Adding in these instructions doesn’t solve the cognitive surrender problem on its own. But it does allow us to reclaim agency in what might otherwise have been moments of passive consumption.
Every time your LLM shares an external source, you can choose to engage more deeply with the topic at hand. Every time your LLM pauses instead of barreling ahead to the next task, you have a micro-opportunity to decide—for yourself—what happens next.
That is what techno-intentionalism is about, fundamentally: not rejecting AI, but also not accepting everything it offers. Just leaving enough room for choice.
It was annoying (but alluring) when Claude offered to write this piece for me. It was uncomfortable when my partner suggested that my brain was melting away on our living room couch. But the temptation and discomfort are actually the point here; if I can listen to those feelings, they probably have something important to tell me about where I’m sitting in relation to AI at any given moment.
It’s worth bearing in mind that pretty much all of us are, or will soon be, dealing with these feelings and the questions that come along with them. And the small, almost-invisible choices we make about when to think vs. delegate are actively shaping the kind of humans and communities we’ll be on the other side of this transition.
For those of us leading mission-oriented work, the stakes are especially high. Let’s say your organization supports young people without stable housing. What happens if your overwhelmed case managers start responding to client emails with ChatGPT? What if, in a rush, they send out hallucinated information (i.e. made-up information presented as fact by an LLM) that steers a client astray? What does that do to the trust that underpins your work?

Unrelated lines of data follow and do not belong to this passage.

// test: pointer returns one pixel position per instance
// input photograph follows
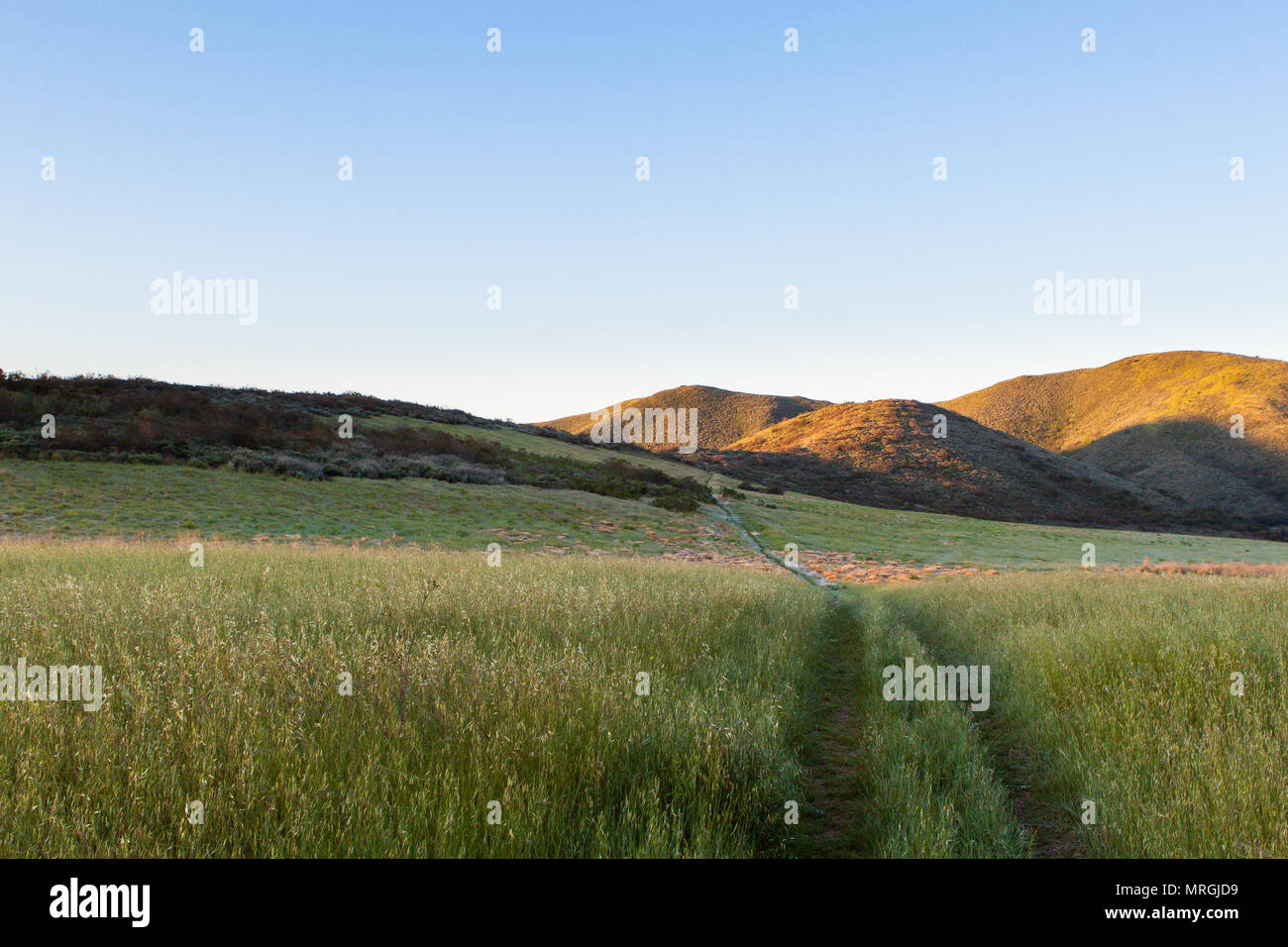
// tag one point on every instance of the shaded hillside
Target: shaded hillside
(722, 416)
(297, 433)
(1163, 421)
(883, 454)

There are real, human consequences to cognitive surrender when it shows up in our work. (More on managing this in a future issue.) There are also real, human benefits to cognitive offloading done right.

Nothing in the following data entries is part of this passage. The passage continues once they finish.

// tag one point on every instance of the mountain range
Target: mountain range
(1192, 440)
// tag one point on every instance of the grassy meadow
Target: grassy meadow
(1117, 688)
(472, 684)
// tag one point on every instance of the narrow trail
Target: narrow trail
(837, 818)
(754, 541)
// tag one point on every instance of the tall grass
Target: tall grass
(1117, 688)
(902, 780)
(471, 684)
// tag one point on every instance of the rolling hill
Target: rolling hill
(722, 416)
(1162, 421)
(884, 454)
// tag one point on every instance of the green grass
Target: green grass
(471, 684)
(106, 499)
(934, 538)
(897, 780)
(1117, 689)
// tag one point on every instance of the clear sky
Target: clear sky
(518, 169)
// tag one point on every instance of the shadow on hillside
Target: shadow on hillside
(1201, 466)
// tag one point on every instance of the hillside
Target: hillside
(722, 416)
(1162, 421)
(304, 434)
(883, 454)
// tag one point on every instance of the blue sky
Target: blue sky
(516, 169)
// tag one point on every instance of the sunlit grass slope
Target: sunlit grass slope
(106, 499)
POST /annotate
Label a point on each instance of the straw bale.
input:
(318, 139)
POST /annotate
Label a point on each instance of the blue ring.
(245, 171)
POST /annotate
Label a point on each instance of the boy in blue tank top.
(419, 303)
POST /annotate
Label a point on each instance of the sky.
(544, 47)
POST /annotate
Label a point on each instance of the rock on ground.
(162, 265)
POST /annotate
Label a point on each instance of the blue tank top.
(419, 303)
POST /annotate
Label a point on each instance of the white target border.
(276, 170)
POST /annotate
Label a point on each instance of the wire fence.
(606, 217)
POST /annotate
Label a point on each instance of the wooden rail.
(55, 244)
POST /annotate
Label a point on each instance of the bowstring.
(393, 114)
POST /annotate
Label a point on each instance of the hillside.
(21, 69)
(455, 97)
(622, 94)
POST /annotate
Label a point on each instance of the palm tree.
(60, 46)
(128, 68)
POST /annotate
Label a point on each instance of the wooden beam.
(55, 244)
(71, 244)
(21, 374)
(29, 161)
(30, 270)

Earlier, I noted some of the ways in which writing has transformed our societies. But the ubiquity of writing has also transformed the human experience in remarkable ways. Walter J. Ong captures this phenomenon beautifully in his book Orality and Literacy:
“Like other artificial creations and indeed more than any other, [writing] is utterly invaluable and indeed essential for the realization of fuller, interior, human potentials. [...] Writing heightens consciousness…to live and to understand fully, we need not only proximity but also distance. This writing provides for consciousness as nothing else does.”
He concludes: “Technology, properly interiorized, does not degrade human life but on the contrary enhances it.”
What does it look like to “properly interiorize” AI? Each of us will likely have our own answers to this question. But the time is now to contend with it.
The next time you sit down to use an AI tool, hold the thought. Take a moment to assess your intentions, your feelings, and your goals for the task at hand. And ask yourself: am I offloading this work because it’s a smart use of the tool, or because I don’t feel like thinking right now?
Sure, it might be tough on your brain. But you might be surprised how often the answer is worth the effort of finding out.